Published 8 April 2026

Cardboard tile with laminated wood texture sticker showing 3cm grid

This is one of the simplest crafts I've done, but also one that works the best. I've already created dozens, maybe hundreds of tiles for RPG sessions. It takes time, it's not always pretty, sometimes terrain makes it difficult to place miniatures, it takes up storage space, and you can't write area effects on top. So I made a solution using laminated printable scenery.

Large roll of printed laminated tiles cut into sheets

This is a cardboard sheet with a sticker that represents woods, floorboards, etc. I ordered them from a print shop where you can send a PDF file and they print it on a large roll. This is the roll I cut into several sheets. I spent a few hours (Photoshop and PDFs aren't really my thing) making sure it was the right dimensions and resolution. I made sure each square was 3cm on a side and created different tile sizes.

Various laminated tiles showing outdoor grass and indoor parquet patterns

I made squares for outdoors and indoors in a parquet style (I had already made stone tile squares for classic dungeons in the past).

I tried making 4x4 ones for small rooms and 6x6 for slightly larger ones. The main ones we use almost all the time, at least outdoors, are the 8x8. You put 4 side by side and it makes a playing field that's interesting to play on.
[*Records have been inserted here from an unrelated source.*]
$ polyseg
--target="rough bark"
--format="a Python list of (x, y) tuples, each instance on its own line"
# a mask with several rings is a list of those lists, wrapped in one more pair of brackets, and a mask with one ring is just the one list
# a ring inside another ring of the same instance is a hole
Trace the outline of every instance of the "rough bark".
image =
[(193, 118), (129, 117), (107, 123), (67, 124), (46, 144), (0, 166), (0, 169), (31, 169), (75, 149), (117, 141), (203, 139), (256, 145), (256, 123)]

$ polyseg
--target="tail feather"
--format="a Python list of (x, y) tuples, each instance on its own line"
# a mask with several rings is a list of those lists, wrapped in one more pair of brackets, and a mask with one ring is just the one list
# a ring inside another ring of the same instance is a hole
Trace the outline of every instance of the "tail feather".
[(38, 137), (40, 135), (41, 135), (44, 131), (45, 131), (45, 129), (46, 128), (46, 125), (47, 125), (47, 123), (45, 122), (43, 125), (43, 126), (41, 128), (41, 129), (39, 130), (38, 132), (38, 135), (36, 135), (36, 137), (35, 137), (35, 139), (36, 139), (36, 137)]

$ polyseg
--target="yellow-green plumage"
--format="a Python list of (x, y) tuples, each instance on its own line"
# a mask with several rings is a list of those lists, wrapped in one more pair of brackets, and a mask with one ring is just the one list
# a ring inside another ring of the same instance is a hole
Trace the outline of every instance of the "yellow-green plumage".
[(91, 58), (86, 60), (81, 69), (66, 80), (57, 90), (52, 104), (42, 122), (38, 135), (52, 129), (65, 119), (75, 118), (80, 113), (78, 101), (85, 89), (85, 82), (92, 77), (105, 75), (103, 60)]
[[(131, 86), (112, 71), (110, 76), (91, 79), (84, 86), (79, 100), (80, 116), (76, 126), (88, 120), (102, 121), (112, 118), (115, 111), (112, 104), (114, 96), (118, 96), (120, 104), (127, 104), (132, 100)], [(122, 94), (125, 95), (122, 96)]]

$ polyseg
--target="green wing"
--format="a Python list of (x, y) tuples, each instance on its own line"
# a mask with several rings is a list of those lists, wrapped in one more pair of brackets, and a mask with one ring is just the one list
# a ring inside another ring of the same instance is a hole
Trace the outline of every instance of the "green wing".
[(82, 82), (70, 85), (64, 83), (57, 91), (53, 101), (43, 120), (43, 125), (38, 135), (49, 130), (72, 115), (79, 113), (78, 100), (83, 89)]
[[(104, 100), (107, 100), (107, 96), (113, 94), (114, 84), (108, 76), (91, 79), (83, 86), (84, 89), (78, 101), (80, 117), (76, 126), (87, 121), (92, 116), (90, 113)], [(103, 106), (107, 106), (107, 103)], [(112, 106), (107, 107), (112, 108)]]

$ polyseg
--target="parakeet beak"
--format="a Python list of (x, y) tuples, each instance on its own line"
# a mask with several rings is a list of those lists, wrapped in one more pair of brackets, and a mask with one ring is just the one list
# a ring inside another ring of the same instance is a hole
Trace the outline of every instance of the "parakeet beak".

All the images were generated by Midjourney. I generated an image and asked for variations, which gave me things that work well. I asked for large enough images, then used Gimp to add the lines to separate the different tiles.

This is one of the most versatile scenery pieces I have. It's solid because it's thick cardboard, and I painted the sides with a black marker so they show up well. The print shop can print on adhesive paper, so it sticks directly and holds well. Since it's laminated, you can write with an erasable dry-erase marker on top to mark traps, holes, etc. It's light, takes up no space and is versatile.

I'll probably make more. It also lets you use detailed images for interesting set-pieces in dungeons. If I know I'm running a cool dungeon, I can pay to have that printed. I think it cost me around 40 euros for the roll to make all of this, but the time saved and the quality are worth it.